Le Maroc a conservé la confiance des investisseurs

Le pays reste une valeur sure du point de vue des investisseurs. Il a su attirer davantage de capitaux, et le nombre d'annonces d'IDE a clairement progressé durant le premier semestre 2011 (+ 23 % par rapport à la même période en 2010).

Cette tendance confirme donc " la dynamique plutôt encourageante enregistrée en 2010 ", selon l'observatoire ANIMA-MIPO . Près de 60 projets d'IDE ont été annoncés au Maroc à la fin juin 2011, contre 48 durant la même période de l'année précédente. Cependant, les montants des IDE annoncés restent bien en deçà des niveaux avant crise, avec des montants atteignant à peine les 500 millions d'euros entre le 1er Janvier et le 30 Juin 2011.

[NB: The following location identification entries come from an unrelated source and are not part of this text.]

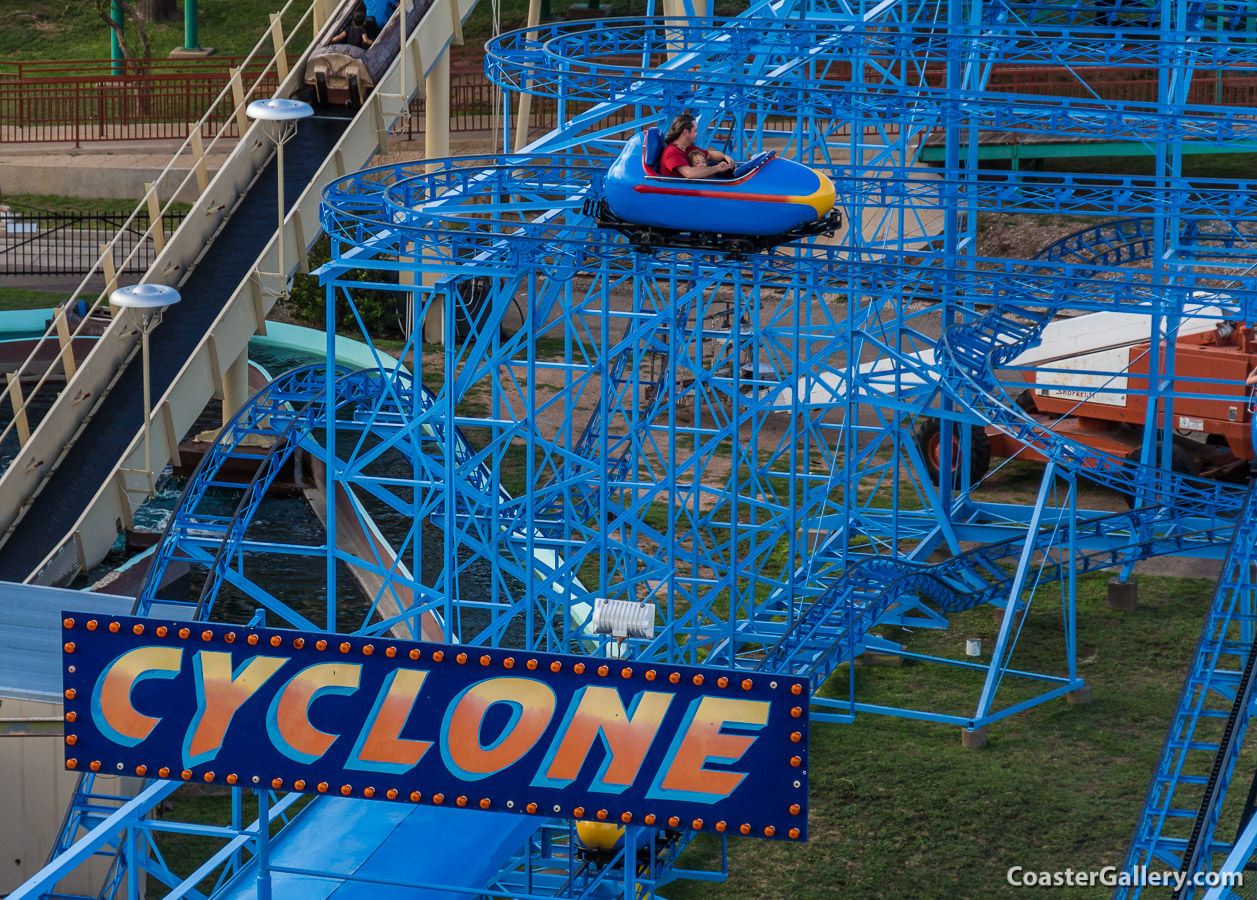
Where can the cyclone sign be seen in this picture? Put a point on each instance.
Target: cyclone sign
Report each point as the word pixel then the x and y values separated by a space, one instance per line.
pixel 487 728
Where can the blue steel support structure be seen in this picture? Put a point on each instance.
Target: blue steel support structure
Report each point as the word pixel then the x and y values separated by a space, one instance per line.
pixel 730 438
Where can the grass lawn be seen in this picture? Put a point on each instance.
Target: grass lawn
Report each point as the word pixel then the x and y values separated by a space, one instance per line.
pixel 898 808
pixel 42 29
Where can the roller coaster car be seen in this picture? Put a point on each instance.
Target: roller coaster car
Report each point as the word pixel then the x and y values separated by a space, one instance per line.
pixel 342 74
pixel 768 201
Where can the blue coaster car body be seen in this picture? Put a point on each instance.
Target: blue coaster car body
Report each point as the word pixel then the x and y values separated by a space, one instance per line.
pixel 764 196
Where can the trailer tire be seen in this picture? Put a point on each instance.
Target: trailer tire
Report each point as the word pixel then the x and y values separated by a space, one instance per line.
pixel 929 440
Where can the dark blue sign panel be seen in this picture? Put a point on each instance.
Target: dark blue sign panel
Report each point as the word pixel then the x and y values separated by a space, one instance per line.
pixel 425 723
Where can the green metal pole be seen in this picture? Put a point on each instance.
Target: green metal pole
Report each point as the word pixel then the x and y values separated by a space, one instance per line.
pixel 115 44
pixel 191 42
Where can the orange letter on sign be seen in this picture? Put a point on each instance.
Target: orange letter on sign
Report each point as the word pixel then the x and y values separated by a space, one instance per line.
pixel 531 705
pixel 219 694
pixel 111 698
pixel 288 720
pixel 380 746
pixel 684 773
pixel 626 738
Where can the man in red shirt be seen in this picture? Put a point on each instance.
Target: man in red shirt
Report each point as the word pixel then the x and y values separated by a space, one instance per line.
pixel 680 148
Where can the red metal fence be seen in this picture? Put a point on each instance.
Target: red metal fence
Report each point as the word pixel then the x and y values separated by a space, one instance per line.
pixel 115 107
pixel 83 102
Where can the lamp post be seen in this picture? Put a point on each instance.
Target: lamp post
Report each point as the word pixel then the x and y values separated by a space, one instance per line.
pixel 279 118
pixel 148 301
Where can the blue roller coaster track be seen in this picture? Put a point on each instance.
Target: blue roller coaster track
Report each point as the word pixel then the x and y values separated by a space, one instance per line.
pixel 730 438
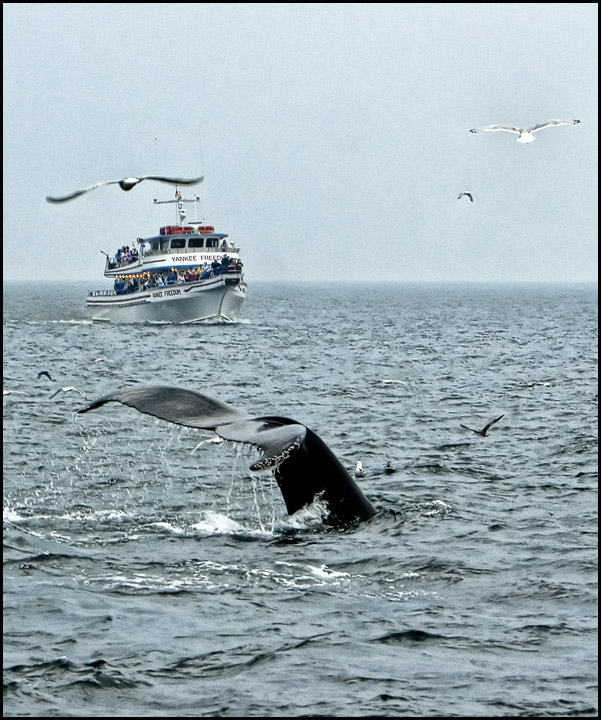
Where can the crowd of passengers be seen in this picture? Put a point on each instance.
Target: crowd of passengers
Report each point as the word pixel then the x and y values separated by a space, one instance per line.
pixel 124 256
pixel 174 277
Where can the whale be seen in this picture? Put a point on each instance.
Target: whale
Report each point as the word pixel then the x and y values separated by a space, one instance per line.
pixel 304 467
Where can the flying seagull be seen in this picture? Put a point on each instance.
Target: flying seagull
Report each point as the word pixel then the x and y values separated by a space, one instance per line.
pixel 126 184
pixel 527 134
pixel 485 429
pixel 359 471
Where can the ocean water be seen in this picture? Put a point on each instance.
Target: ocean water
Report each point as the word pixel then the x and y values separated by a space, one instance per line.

Israël et la Turquie tirent leur épingle du jeu

Les révolutions du printemps arabe ont incontestablement profité aux deux pays qui "se taillent la part du lion" en attirant à eux deux plus de 60 % des montants annoncés dans la région méditerranéenne au premier semestre 2011.

L’attractivité de ces pays n'a cessé de se confirmer au fil des années. Ils devenaient de plus en plus la cible d’opérations de grande envergure en terme de projets. La tendance s'est donc confirmée au premier semestre de cette année.

Malgré l'élan de sympathie envers les peuples révolutionnaires et les appels au soutien pour la construction de systèmes démocratiques, la réalité économique finit toujours par l'emporter. Les investisseurs recherchent d'abord la stabilité politique dans un pays.

Ce fameux "soutien" économique ne se fera sûrement pas de manière massive, ni gratuite. D'ailleurs, les agences de notations (qui orientent les fonds des investisseurs) n'ont pas manqué de rabaisser la note de la Tunisie, par exemple, à BBB- avec une perspective négative, augmentant ainsi les taux d’intérêts applicables au pays lorsqu'il emprunte.

Dans ces conditions, un défi de taille attend les pays révolutionnaires : réaliser une transition réussie vers la démocratie tout en évitant un effondrement de l'économie qui ferait inévitablement dérailler le processus révolutionnaire vers le chaos.